8. Dezember / December 8th

Ich hoffe, Ihr hattet einen schönen 2. Advent und einen guten Start in die neue  Woche! Da mein Sammy sich ein bisschen verkühlt hat, hat sich meine Tagesplanung für gestern zerschlagen, so dass wir den 2. Advent mit vielen vielen Märchen verbracht haben. Das war auch sehr schön 😉

I hope you had a wonderful 2nd Advent weekend and a good start into this week! Since my doggie is a little under the weather, my plans for yesterday were done for. So instead of meeting with a friend for a creative experiment we spent the day with many fairy tales. It wasn’t half bad 😉


 

Die Zeit hält jedoch nicht an und so geht’s nun weiter 😉 Heute geht es um ein Thema, das mich – aber auch viele andere, bewusst oder unbewusst – sehr betrifft. Die christliche Tradition feiert am heutigen Tage Mariae Empfängnis. Damit steht heute die Mutter als archetypische Figur im Mittelpunkt des Tages. In meiner Ausbildung habe sowohl ich selbst als auch die Ausbilder über einen längeren Zeitraum die Erfahrung gemacht, dass es kein Thema gibt, das emotional so ‚reinhaut‘ wie die Verstrickungen mit der Mutter. Was auch logisch ist, denn von niemanden ist das Kind derart abhängig – und zwar vom Moment der Zeugung an. Darum ist sein Verhalten vom ersten Moment an perfekt auf die Mutter eingestimmt. Und das gilt auch dann, wenn es nach außen nicht so aussieht.

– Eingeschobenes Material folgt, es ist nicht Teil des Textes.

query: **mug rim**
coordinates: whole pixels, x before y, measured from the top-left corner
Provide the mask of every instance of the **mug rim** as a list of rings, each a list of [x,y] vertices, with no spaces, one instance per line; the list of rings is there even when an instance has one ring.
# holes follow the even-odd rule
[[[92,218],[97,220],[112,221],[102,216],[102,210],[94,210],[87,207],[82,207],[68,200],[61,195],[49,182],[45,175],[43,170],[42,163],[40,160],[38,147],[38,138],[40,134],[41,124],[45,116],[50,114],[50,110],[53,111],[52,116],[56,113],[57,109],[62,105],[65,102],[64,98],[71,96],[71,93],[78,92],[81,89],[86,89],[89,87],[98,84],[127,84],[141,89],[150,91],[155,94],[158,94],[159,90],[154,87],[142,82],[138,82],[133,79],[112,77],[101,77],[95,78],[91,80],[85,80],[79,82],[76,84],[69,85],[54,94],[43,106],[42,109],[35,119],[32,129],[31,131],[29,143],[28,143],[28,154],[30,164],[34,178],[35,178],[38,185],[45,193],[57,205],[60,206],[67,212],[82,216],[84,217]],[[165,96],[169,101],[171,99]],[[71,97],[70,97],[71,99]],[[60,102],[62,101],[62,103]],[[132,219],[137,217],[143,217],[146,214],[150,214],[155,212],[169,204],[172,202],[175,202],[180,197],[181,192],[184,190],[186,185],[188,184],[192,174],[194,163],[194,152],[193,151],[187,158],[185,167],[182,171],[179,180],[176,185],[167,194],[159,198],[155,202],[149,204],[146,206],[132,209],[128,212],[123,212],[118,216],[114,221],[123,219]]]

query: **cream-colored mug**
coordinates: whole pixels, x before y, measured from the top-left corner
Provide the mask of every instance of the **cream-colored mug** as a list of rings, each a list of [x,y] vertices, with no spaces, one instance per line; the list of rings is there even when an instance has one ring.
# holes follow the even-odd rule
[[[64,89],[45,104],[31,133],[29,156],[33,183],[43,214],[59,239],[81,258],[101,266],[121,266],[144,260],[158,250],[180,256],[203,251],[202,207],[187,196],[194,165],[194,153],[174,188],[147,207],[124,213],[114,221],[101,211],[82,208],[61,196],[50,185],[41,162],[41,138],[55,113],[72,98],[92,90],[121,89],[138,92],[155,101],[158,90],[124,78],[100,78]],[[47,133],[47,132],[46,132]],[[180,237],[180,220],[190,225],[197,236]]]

Time, however, doesn’t stand still and so we go on. Today holds a topic that concerns me deeply. It concerns many people like that, whther they know it or not. In Christian Tradition today is the Feast of the Immaculate Conception. So on this day the Mother as an Archetype ist the center of attention. During my training I myself and also the coaches experienced the fact that there is no topic that goes as deep as the ensnarement with our mothers. That makes sense, of course, since there is no person a child needs as much as its mother. The mother – for every child in this world – decides about life or death. From the moment of Conception on. So a child’s behaviour is finely tuned into that of the mother. Even if it doesn’t look like it from the oustide. 


 

Hast Du eine liebende Mutter? In diesem Fall die herzlichsten Glückwünsche. Dann schenke Dir die Freude darüber, denn das ist nicht selbstverständlich. Und danke ihr dafür. Auch, wenn es Verstrickungen zwischen Euch gibt, die Dir nicht gut tun. Das eine schließt das andere nicht aus.

Have you had a loving mother? Congratulations in this case. So enjoy this fact a little because it’s not a given. And be grateful. Even if there are ensnarements between the two of you that aren’t good for you. 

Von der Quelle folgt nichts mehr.